Friday, February 28, 2014

How We Got the News about the Vietnam War

My niece Rachel Sanders asked this question:

7.  How did you receive most of your news about what was going on in the US and world during the time?

At the beginning of the Vietnam War, I heard some news on the nightly network news programs--CBS with Walter Cronkite, NBC with Chet Huntley and David Brinkley, and less so, ABC. I also watched some of the Today show on NBC back then. There were 3 TV stations in those days--at least on my TV. All programs were broadcast, received over antennas. There was no cable TV and no internet. The internet was not even dreamed about. Of course there were no cell phones (though the Dick Tracy comic strip imagined such a thing).

I also read the Cleveland Plain Dealer (and delivered it!).

While a student at the University of Notre Dame, I saw almost no television until about 1969-70. Almost no students had televisions in their dorm rooms and even radio broadcasts were hard to pick up in the dorms. I often did see the South Bend Tribune and sometimes the Chicago Sun Times.
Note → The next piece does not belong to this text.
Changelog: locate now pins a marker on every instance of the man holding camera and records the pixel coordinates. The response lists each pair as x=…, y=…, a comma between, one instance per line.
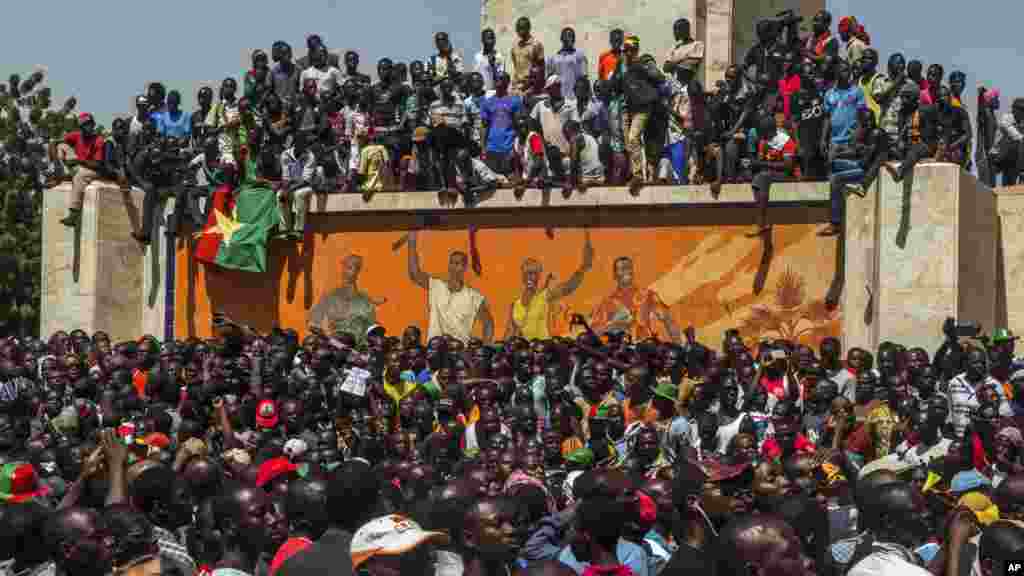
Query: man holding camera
x=155, y=168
At lunchtime we could sometimes hear the Paul Harvey's radio show broadcast over the PA system. For the most part these were very conservative sources of news, pro-war, super patriotic (in one sense of the word). To be against the war was to be both a traitor and a coward.

Gradually the reality of the war began to sink in, even to the point where Walter Cronkite could no longer echo the Pentagon line--and he started telling it the way it was.

One odd dimension of the news on Vietnam were the body count statistics. It was like keeping score. We heard of hundreds or thousands of Viet Cong deaths every week, and far fewer American deaths (though even these eventually added up to over 55,000--including my cousin (Tommy Fitzpatrick), my Notre Dame friend and classmate (Stephen Shields), and a St. William's classmate (Buddy Chasser).

Toward the end of the war there were many other sources of news--alternative newspapers, newsletters, magazines, and journals. The truth was getting out there, slowly but surely. I helped with one of these newsletters, The Peacemaker, published by Ernest and Marion Bromley, out of the village of Gano, north of Cincinnati, Ohio.